Testimonies before the Commission of Inquiry into the Bhima Koregaon violence have brought to light how Milind Ekbote and Sambhaji Bhide, through their outfits, appropriated Chhatrapati Sambhaji as a Hindutva icon. They opposed the prevalent belief that the last rites of Sambhaji Maharaj, who was killed on the orders of Aurangzeb, were performed by a Dalit family.
This opposition led to a violent clash in village Vadhu Budruk, where lies the samadhi of Sambhaji Maharaj.
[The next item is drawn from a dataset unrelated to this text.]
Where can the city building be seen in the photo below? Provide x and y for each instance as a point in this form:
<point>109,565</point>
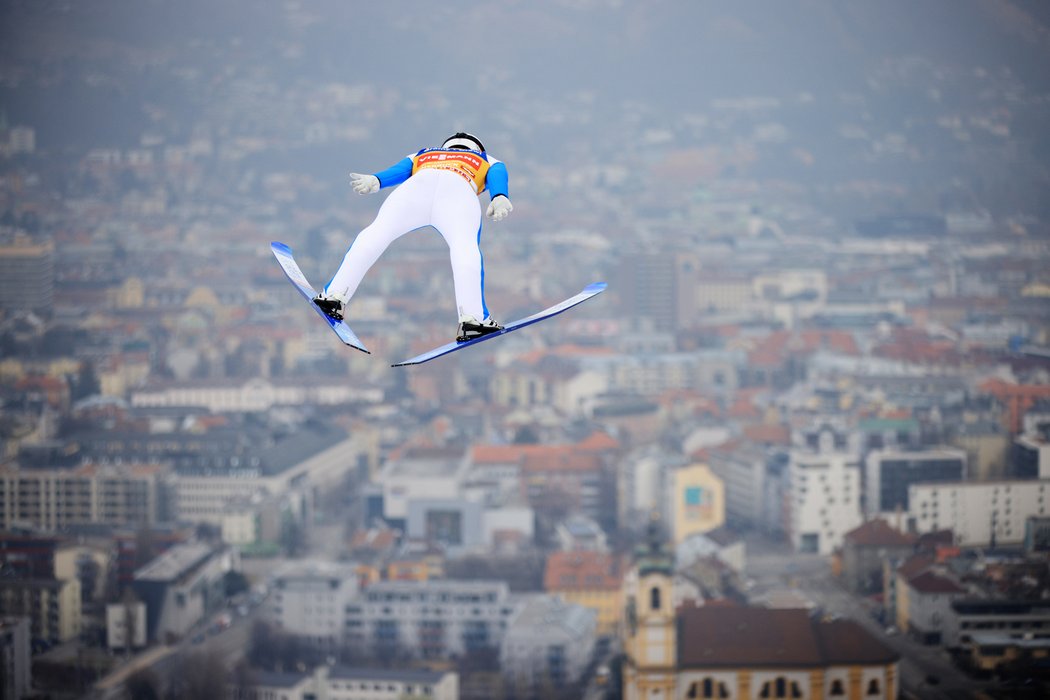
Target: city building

This clash was the precursor to the Bhima Koregaon violence.
Of the three heroes named by the RSS chief, Rani Durgawati has already been made into a Hindutva icon thanks to her brave fight against Akbar's army. Shahu Maharaj, however, who ruled Kolhapur in the late 19th and early 20th centuries, is a byword for progressive thought in Maharashtra. What will the RSS do to the image of this visionary leader, the first to introduce reservations for 'Depressed classes' when Brahmin might was at its peak?
After the Bhima Koregaon violence, advocate Mohan Wadekar, who runs the Bahujan Nayak Smruti Samiti, had told this columnist that the failure of progressive sections in Maharashtra to project Chhatrapati Shivaji and Sambhaji Maharaj as 'Bahujan Yodhas' had led to their appropriation by Hindutvawadis.
Does the same fate await Tamil's saint poet Vallalar, known for his anti-caste and anti-superstition teachings?
No, the RSS chief's speech cannot be dismissed as just hot air.